- Purpose: test for syphilis

= Nontreponemal tests for syphilis =

Diagnostic technique

A nontreponemal test (NTT) is a blood test for diagnosis of infection with syphilis. Nontreponemal tests are an indirect method in that they detect biomarkers that are released during cellular damage that occurs from the syphilis spirochete. In contrast, treponemal tests look for antibodies that are a direct result of the infection thus, anti-treponeme IgG, IgM and to a lesser degree IgA. Nontreponemal tests are screening tests, very rapid and relatively simple, but need to be confirmed by treponemal tests. Centers for Disease Control and Prevention (CDC)-approved standard tests include the VDRL test (a slide test), the rapid plasma reagin (RPR) test (a card test), the unheated serum reagin (USR) test, and the toluidine red unheated serum test (TRUST). These have mostly replaced the first nontreponemal test, the Wassermann test.

==Nontreponemal tests==
Syphilitic infection leads to the production of nonspecific antibodies that react to cardiolipin.
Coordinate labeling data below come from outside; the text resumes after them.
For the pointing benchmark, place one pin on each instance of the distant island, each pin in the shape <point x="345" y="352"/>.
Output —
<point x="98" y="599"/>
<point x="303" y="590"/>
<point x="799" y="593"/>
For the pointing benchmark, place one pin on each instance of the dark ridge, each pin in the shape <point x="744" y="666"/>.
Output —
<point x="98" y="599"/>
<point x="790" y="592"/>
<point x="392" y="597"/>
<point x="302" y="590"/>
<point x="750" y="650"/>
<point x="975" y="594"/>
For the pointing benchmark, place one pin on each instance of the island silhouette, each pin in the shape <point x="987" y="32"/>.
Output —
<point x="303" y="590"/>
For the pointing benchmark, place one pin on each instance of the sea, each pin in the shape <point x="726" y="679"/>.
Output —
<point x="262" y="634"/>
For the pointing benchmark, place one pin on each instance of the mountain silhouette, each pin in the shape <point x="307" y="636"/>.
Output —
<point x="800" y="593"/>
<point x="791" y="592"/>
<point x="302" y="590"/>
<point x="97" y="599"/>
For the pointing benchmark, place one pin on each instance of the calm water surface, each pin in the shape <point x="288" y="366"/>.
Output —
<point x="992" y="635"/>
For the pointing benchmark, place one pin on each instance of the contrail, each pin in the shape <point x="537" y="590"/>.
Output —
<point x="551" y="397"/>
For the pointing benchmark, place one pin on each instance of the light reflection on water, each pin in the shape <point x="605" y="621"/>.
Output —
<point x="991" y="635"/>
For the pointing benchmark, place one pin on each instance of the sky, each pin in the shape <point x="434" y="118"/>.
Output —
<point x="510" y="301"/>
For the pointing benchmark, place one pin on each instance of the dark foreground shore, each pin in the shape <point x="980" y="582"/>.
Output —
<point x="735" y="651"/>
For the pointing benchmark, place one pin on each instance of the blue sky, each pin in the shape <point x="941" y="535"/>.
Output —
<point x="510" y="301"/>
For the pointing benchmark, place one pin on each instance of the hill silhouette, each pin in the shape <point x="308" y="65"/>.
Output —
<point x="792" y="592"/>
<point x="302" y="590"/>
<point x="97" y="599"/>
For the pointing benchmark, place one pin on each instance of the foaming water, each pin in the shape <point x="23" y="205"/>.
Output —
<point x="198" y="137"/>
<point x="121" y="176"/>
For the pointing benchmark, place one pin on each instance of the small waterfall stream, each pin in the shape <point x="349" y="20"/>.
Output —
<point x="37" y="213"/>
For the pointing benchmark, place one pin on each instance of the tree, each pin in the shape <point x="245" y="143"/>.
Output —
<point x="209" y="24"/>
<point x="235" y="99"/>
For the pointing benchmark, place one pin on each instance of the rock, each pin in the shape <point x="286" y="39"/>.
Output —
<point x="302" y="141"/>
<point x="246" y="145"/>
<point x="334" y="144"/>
This reaction is the foundation of “nontreponemal” assays such as the VDRL (Venereal Disease Research Laboratory) test and Rapid Plasma Reagin (RPR) test. Both these test are flocculation type tests that use an antigen-antibody interaction. The complexes remain suspended in solution and therefore visible due to the lipid based antigens.

All nontreponemal tests measure immunoglobulins G (IgG) and M (IgM) anti-lipid antibodies formed by the host in response both to lipoidal material released from damaged host cells early in infection and to lipid from the cell surfaces of the treponeme itself.

These nontreponemal tests are widely used for qualitative syphilis screening. However, their usefulness is limited by decreased sensitivity in early primary syphilis and during late syphilis, when a large number of untreated patients will be negative by these methods.

With nontreponemal tests, false-positive reactions can occur for a large number of reasons, the most common of which is other infections, both viral and bacterial. Additionally these tests may show false-negative when the patient's antibody titer is very high due to a hook effect (also called a prozone effect). Because of the issues with false positives, confirmation with a second treponemal test that is specific for Treponema pallidum antibodies is recommended.

The tests are relatively simple to perform and interpret, and can allow rapid return of results and are very cheap. However, they still require some laboratory equipment (especially the VDRL) and trained personnel to perform and interpret test reactions.